How To Lose Weight

Weight Loss and Running

This article provides in depth information on Weight Loss and Running.

One thing that any doctor or medical professional will always advise is that in order to burn more calories it is necessary to exercise more. There are many physical activities that can help to burn varying amounts of calories depending on the amount of exertion that is needed to carry out that exercise. Running is a taxing exercise which can burn calories quickly but there are also important factors that should be considered if running is chosen as a means of losing weight. Running and weight loss can be a dangerous combination if some common sense advice isn’t adhered to.

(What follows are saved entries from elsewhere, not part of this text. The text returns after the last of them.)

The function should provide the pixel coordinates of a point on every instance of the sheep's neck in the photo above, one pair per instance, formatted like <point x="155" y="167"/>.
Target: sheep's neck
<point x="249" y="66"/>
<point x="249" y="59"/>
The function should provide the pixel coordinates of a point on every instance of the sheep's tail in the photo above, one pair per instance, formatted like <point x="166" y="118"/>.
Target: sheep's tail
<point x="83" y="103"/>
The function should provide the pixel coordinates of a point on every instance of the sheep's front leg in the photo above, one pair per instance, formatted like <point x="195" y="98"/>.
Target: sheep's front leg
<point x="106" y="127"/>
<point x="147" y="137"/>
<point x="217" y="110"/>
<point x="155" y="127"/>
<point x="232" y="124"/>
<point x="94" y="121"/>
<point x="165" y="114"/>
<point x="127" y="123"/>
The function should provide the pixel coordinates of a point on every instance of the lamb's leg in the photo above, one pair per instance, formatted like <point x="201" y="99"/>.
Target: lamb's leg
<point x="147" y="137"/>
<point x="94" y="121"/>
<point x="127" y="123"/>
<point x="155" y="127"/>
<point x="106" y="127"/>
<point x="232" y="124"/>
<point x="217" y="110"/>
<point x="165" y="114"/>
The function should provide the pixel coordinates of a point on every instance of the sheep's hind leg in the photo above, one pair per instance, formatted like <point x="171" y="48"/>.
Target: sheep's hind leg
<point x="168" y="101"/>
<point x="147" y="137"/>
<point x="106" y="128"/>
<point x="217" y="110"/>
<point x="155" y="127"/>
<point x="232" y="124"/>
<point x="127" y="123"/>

Begin with a Physical Examination

Before beginning any weight loss diet or exercise regimen it is always recommended to get a thorough medical examination. Many people decide that it’s time to lose weight and plunge right into a weight loss plan that is not healthy for them at their level of fitness or current state of health. When a person is extremely out of shape and has a Body Mass Index (BMI) of greater than 25, some activities and restrictive calorie diets can be lethal. Only a medical professional is able to advise what is safe and what is dangerous based on their findings in the medical workup. If it is found that weight loss and running will pose no apparent dangers then the first step is to set some goals.

Calories Burned Running

Running burns about the most calories of any exercise, except perhaps running upstairs. A healthy 160 pound male running at a speed of 10 mph for ten minutes would burn 217 calories while a 200 pound male running at the same rate of speed for the same length of time would burn approximately 272 calories. The more weight the body needs to carry, the more calories will be burned. That would equal approximately one pound of weight loss every 17 or 18 days even if no changes were made in caloric intake. If calories were also reduced by the same amount that is burned running, it would double the pounds lost in that same amount of time. Weight loss and running can be a winning combination.

The Danger of Overcompensating

One grave mistake that is common when running to lose weight is that there is a tendency to overcompensate when eating. Exercising triggers a biological mechanism that sends a hunger signal and if the runner isn’t careful it is possible to gain weight even though they are exercising significantly more. Many trainers and physicians suggest keeping a food journal to record everything that is being consumed throughout the day.

Because so many calories are burned when running, weight loss and running can be a recipe for success. It is important to get medical clearance first and to closely monitor foods being consumed. Keeping a journal to record results is a good way to calculate whether or not to add time to running and/or to decrease caloric intake. The key to success is to balance safety with desired results.